Свиридов это запомнил.
Никого из волошинских коллег не было, — вероятно, он старался не смешивать тусовки, а может, не хотел особо светить списантов перед журналистами; интересно, что каждый из списанных неохотно допускал товарищей по несчастью в свою профессиональную среду — то ли боялся заразить сотрудников, то ли понимал, что списочные разговоры вряд ли интересны людям другого круга. Все-таки в списке, как у гипертоников в санатории, темы были специальные — кого вызывали, что Калюжный, какие последствия по работе, что делает Жухов, не пора ли гнать Жухова… Толстую девушку Таню Ползунову, трудившуюся в сберкассе, неожиданно повысили. Драгоманова страстно влюбилась в киевлянина и беспрепятственно к нему выезжала уже дважды, значит, с ближними республиками проблем пока нет. Зато Спасова — помните Спасова? Высокий, с коровьими ресницами, — не пустили в Нигерию. Ну, это понятно: там война, сейчас никого не пускают. Но не пустили наши! Какая разница: значит, берегут своих. Мельком коснулись Гусева: он вышел из больницы, от издательства отошел, посещает храм.

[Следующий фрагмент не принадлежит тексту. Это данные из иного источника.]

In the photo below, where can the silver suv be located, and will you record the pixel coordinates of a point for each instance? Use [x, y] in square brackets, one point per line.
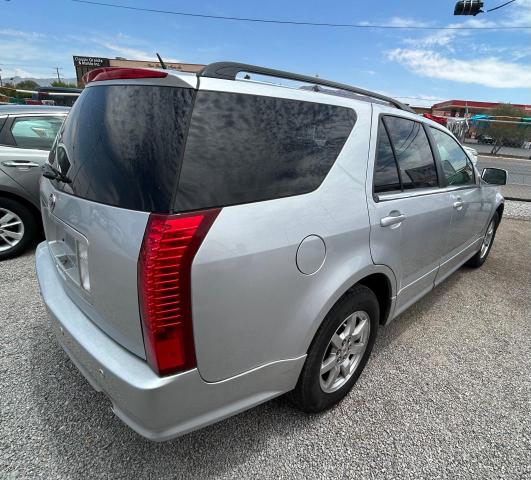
[27, 133]
[213, 242]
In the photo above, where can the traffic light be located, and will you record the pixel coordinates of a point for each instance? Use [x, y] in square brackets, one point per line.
[468, 7]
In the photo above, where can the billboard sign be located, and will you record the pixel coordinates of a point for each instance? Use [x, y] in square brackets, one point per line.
[91, 62]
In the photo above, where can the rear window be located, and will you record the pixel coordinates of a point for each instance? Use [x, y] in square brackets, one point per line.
[413, 153]
[247, 148]
[122, 145]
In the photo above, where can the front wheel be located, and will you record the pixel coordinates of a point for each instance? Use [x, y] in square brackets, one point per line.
[479, 258]
[339, 351]
[18, 228]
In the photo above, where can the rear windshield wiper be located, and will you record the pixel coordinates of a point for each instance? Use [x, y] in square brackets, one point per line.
[53, 174]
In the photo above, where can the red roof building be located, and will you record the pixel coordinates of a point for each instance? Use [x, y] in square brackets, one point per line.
[458, 108]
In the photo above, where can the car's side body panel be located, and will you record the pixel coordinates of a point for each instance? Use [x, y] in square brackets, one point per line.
[264, 278]
[251, 304]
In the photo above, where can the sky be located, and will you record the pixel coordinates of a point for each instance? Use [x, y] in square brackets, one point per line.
[428, 65]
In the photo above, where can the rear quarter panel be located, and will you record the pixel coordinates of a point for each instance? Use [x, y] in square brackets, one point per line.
[251, 304]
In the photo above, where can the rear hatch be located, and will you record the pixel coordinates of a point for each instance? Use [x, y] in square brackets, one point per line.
[119, 155]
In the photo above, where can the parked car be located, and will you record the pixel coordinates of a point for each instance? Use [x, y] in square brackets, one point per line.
[212, 243]
[472, 154]
[26, 136]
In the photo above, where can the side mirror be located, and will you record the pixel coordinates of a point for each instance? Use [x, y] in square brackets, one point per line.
[494, 176]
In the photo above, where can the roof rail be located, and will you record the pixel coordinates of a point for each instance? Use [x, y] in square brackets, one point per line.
[229, 71]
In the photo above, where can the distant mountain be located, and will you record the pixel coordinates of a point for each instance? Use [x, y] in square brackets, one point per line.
[43, 82]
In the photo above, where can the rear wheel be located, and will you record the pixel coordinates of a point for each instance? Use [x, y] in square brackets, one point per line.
[18, 228]
[339, 351]
[479, 258]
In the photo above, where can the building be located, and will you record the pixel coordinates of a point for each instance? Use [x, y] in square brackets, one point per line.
[86, 64]
[461, 108]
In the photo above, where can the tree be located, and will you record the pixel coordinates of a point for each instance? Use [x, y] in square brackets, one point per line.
[57, 83]
[28, 85]
[506, 134]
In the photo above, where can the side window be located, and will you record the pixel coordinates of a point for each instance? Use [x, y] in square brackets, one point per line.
[413, 152]
[386, 177]
[35, 132]
[457, 167]
[248, 148]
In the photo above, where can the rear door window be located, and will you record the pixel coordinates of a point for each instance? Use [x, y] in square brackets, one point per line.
[35, 132]
[413, 152]
[457, 167]
[247, 148]
[386, 178]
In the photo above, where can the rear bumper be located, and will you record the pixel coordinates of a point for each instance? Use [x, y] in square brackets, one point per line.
[157, 408]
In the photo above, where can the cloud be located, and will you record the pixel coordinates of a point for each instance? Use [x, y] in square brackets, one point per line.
[489, 72]
[398, 22]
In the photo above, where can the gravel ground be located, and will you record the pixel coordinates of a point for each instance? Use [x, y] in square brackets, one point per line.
[446, 394]
[520, 210]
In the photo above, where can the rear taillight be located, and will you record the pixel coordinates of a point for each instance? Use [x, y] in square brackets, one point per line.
[121, 73]
[164, 281]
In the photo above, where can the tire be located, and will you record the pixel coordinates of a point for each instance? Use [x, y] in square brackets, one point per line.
[479, 258]
[18, 228]
[316, 392]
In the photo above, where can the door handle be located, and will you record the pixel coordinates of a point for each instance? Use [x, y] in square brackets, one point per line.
[394, 218]
[20, 164]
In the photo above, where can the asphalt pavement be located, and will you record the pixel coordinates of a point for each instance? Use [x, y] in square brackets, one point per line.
[446, 394]
[519, 175]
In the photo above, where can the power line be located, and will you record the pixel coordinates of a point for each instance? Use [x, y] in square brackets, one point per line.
[500, 6]
[292, 22]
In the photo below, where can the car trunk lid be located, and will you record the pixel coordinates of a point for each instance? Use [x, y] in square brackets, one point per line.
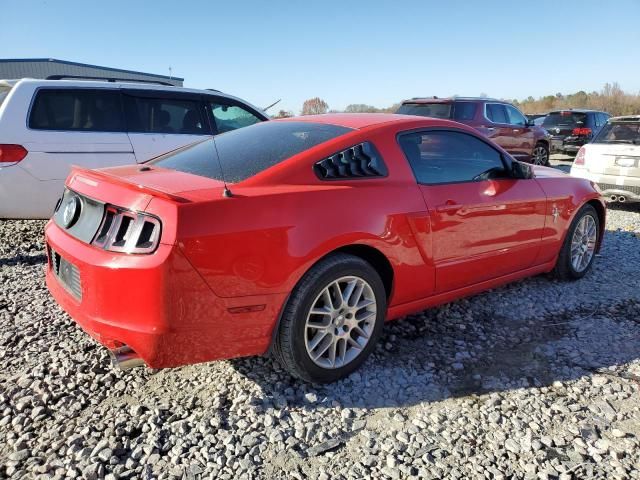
[134, 186]
[612, 159]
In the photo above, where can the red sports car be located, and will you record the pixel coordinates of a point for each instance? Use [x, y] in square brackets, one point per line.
[302, 236]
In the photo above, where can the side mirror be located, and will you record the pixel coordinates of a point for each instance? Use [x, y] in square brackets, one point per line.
[520, 170]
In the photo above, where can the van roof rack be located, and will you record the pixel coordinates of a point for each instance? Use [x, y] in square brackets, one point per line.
[107, 79]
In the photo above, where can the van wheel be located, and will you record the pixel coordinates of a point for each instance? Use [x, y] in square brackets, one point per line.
[332, 320]
[579, 247]
[540, 155]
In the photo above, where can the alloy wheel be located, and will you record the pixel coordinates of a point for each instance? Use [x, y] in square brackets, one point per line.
[583, 243]
[340, 322]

— Ну, этот не пропадет, — сказал Клементьев. — Будет насаждать ОПК.
— УПК? — не дослышала Булатова.
— Основы православной культуры, — пояснил Клементьев. — Не верю я в перерождение этих типов. Подумаешь, повеситься хотел. Хотел — повесился бы.
Новые люди, победители имманентности, напились быстро и некрасиво. Без имманентности все чувствовали себя неловко, как без тени, а период сплочения на почве гонимости предсказуемо заканчивался. Гнусность ситуации усугублялась тем, что и в обычных-то закрытых сообществах все рано или поздно друг другу надоедают, а тут сообщество вдобавок утратило всякий признак признака, по которому его закрыли. У Волошина стало ясно, что все подозревают друг друга в худшем, но худшее каждый представляет по-своему. Разговоры не клеились, шутки не шутились.
— Андрей, вы как насчет марша? — спросил Свиридов.
— А что, марш — идея, — вяло сказал именинник. — Только не пойдет же никто.
— Это как надавить, — встрял Макеев. — Могут пойти, если всех с работы попрут.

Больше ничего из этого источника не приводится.